On August 18, the Economic Development Council of Colorado (EDCC) hosted its Regional Economic Development Forum, the second in a series of forums held around the state in 2016, at the Bridges Golf Course in Montrose, CO.
Inspired by Regions 9, 10, and Mesa County this one-day forum focused on issues that affect many communities around the state. Presentations on preparing and attracting tomorrow’s talent, supporting small business and manufacturers, and growing and attracting business to rural areas, provided attendees tools and resources to take back and implement in their own communities.
Attended by over 100 economic development professionals, policy leaders, and area businesses, the forum also addressed air service challenges that our regional and rural airports face, and the changing landscape of agriculture.
Featured presenters included Dennis Lankes, co-founder of Proximity Space – just named the best co-working space in the World, Sara Maffey Duncan, president & CEO of Edgewood Strategies, and Matt Skinner, chief operating officer for Colorado Flights Alliance to name a few.
Dennis Lankes and fellow panelists Gerrit McGowan, director for WSCU Innovation, Creativity, and Entrepreneurship (ICE) Project in Gunnison, and Josh Hudnall, co-founder of Launch West CO in Grand Junction, presented on our changing workforce and what types of infrastructure we need to have in place in order to meet their future needs. “Just like the expectation of being able to turn a light on, today’s workforce has the expectation of staying connected.” Lankes said.

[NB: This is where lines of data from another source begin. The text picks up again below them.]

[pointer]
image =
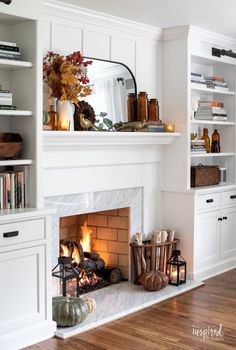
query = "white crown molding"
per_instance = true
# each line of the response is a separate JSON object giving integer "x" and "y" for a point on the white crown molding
{"x": 202, "y": 35}
{"x": 80, "y": 14}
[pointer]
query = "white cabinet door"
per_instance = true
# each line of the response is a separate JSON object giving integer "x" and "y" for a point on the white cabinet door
{"x": 22, "y": 292}
{"x": 228, "y": 233}
{"x": 207, "y": 239}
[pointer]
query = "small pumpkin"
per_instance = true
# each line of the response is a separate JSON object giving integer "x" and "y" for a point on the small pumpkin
{"x": 153, "y": 280}
{"x": 91, "y": 303}
{"x": 68, "y": 312}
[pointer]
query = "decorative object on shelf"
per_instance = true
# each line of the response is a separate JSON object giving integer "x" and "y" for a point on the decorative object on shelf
{"x": 91, "y": 303}
{"x": 142, "y": 106}
{"x": 132, "y": 107}
{"x": 53, "y": 115}
{"x": 11, "y": 145}
{"x": 67, "y": 78}
{"x": 153, "y": 280}
{"x": 153, "y": 110}
{"x": 68, "y": 312}
{"x": 176, "y": 269}
{"x": 223, "y": 175}
{"x": 66, "y": 115}
{"x": 169, "y": 127}
{"x": 222, "y": 52}
{"x": 205, "y": 175}
{"x": 207, "y": 141}
{"x": 215, "y": 142}
{"x": 88, "y": 112}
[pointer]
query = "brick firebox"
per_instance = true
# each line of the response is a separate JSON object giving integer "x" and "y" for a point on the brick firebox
{"x": 109, "y": 237}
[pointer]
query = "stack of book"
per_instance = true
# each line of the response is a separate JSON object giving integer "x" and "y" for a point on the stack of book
{"x": 217, "y": 83}
{"x": 12, "y": 190}
{"x": 198, "y": 146}
{"x": 211, "y": 110}
{"x": 197, "y": 78}
{"x": 9, "y": 51}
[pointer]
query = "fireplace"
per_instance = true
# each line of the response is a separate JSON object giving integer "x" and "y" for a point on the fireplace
{"x": 112, "y": 216}
{"x": 94, "y": 250}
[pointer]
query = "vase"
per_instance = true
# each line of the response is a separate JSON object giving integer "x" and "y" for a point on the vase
{"x": 66, "y": 111}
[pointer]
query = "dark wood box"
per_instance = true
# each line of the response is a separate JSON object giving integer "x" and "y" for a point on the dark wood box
{"x": 205, "y": 175}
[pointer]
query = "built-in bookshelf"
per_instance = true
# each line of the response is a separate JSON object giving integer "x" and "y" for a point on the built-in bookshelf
{"x": 18, "y": 77}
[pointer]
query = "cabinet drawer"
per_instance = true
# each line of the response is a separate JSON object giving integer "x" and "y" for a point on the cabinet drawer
{"x": 20, "y": 232}
{"x": 229, "y": 198}
{"x": 208, "y": 201}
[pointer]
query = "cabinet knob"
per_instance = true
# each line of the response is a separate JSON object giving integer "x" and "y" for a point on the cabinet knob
{"x": 10, "y": 234}
{"x": 210, "y": 200}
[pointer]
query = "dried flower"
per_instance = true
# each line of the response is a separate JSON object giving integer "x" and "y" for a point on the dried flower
{"x": 66, "y": 76}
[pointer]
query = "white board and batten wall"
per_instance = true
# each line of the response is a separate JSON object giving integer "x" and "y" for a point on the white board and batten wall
{"x": 67, "y": 29}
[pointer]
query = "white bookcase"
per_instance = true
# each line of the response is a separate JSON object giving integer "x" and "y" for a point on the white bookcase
{"x": 25, "y": 234}
{"x": 203, "y": 217}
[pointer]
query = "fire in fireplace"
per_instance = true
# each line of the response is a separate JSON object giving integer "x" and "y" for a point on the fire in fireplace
{"x": 81, "y": 270}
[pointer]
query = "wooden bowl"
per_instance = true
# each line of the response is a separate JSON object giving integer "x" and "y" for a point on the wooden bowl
{"x": 11, "y": 145}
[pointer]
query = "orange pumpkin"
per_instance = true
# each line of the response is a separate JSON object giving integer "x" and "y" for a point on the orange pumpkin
{"x": 153, "y": 280}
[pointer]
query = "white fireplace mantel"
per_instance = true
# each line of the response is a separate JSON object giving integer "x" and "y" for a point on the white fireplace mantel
{"x": 64, "y": 139}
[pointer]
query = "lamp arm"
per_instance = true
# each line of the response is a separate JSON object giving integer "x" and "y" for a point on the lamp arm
{"x": 6, "y": 2}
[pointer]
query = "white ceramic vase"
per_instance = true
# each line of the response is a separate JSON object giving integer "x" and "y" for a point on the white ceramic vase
{"x": 66, "y": 111}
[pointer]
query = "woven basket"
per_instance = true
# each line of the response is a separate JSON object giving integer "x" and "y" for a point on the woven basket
{"x": 11, "y": 145}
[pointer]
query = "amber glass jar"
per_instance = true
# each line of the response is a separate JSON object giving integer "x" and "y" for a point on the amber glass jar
{"x": 153, "y": 110}
{"x": 206, "y": 139}
{"x": 215, "y": 142}
{"x": 53, "y": 115}
{"x": 132, "y": 107}
{"x": 142, "y": 106}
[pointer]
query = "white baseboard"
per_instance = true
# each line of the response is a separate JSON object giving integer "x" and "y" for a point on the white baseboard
{"x": 217, "y": 269}
{"x": 23, "y": 337}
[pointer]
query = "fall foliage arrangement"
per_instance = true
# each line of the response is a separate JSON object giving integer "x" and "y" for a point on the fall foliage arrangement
{"x": 66, "y": 76}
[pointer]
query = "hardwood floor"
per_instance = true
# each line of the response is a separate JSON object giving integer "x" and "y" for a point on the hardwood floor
{"x": 168, "y": 325}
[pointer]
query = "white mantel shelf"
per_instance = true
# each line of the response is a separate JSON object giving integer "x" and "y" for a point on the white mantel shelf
{"x": 95, "y": 138}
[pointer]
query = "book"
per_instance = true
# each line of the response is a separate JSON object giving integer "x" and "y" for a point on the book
{"x": 9, "y": 48}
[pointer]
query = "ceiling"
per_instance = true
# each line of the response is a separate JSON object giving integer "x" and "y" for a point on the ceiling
{"x": 214, "y": 15}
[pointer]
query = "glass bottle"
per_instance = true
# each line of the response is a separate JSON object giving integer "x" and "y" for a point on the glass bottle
{"x": 142, "y": 106}
{"x": 53, "y": 115}
{"x": 215, "y": 142}
{"x": 207, "y": 142}
{"x": 132, "y": 107}
{"x": 153, "y": 110}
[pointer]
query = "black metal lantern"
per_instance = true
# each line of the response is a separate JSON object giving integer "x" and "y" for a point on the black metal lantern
{"x": 66, "y": 271}
{"x": 176, "y": 269}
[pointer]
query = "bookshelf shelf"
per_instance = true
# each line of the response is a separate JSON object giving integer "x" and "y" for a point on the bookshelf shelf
{"x": 15, "y": 113}
{"x": 196, "y": 87}
{"x": 12, "y": 64}
{"x": 211, "y": 122}
{"x": 14, "y": 162}
{"x": 210, "y": 155}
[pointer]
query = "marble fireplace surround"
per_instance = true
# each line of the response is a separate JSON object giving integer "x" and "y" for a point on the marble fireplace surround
{"x": 68, "y": 205}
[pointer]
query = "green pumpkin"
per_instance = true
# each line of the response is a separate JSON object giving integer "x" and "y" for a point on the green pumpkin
{"x": 68, "y": 312}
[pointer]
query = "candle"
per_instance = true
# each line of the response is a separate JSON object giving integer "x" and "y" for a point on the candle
{"x": 65, "y": 125}
{"x": 169, "y": 127}
{"x": 173, "y": 276}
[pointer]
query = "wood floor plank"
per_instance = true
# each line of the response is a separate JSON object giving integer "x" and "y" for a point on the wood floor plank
{"x": 168, "y": 325}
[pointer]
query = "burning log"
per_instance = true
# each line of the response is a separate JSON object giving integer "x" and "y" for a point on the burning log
{"x": 112, "y": 274}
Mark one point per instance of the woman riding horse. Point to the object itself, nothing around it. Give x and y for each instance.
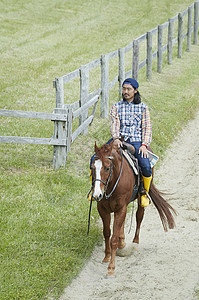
(131, 120)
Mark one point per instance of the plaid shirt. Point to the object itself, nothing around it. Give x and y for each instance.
(131, 121)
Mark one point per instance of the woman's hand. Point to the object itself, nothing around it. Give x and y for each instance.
(143, 151)
(117, 143)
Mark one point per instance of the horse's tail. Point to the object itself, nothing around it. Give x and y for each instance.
(165, 210)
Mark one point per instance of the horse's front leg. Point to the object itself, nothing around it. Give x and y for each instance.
(106, 219)
(139, 218)
(119, 218)
(121, 243)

Josh Hudnall added that “millennials need a sense of purpose and community in their workplace.”
Sara Maffey Duncan was joined by Laura Brandt, director of Economic Development for Metro Denver EDC and Sam Bailey, senior manager of Industry Development for OEDIT. They provided ideas for rural communities to market and to attract site selectors and businesses to their area. “Think regionally,” Sara commented. “If you can work together as a region, you can then help answer workforce questions rural communities face. It also gives a variety of life style options for a company who is looking in your area.”
Matt Skinner and fellow panelists Kip Turner, director for Grand Junction Regional Airport, and Bill Swelbar, vice president of InterVISTAS, presented on the state of our regional airports. Since 2011 when the western slope saw a large decline in seat capacity, the western slope airports began to think regionally. “Montrose has increased by 5 percent in seats since 2011,” Matt said. “We attribute this largely to our regional focus. When the oil and gas companies started to exit the Grand Junction market and the airport couldn’t fill their seat capacity, Montrose helped back-fill those seats to prevent loosing the flight for the western slope.”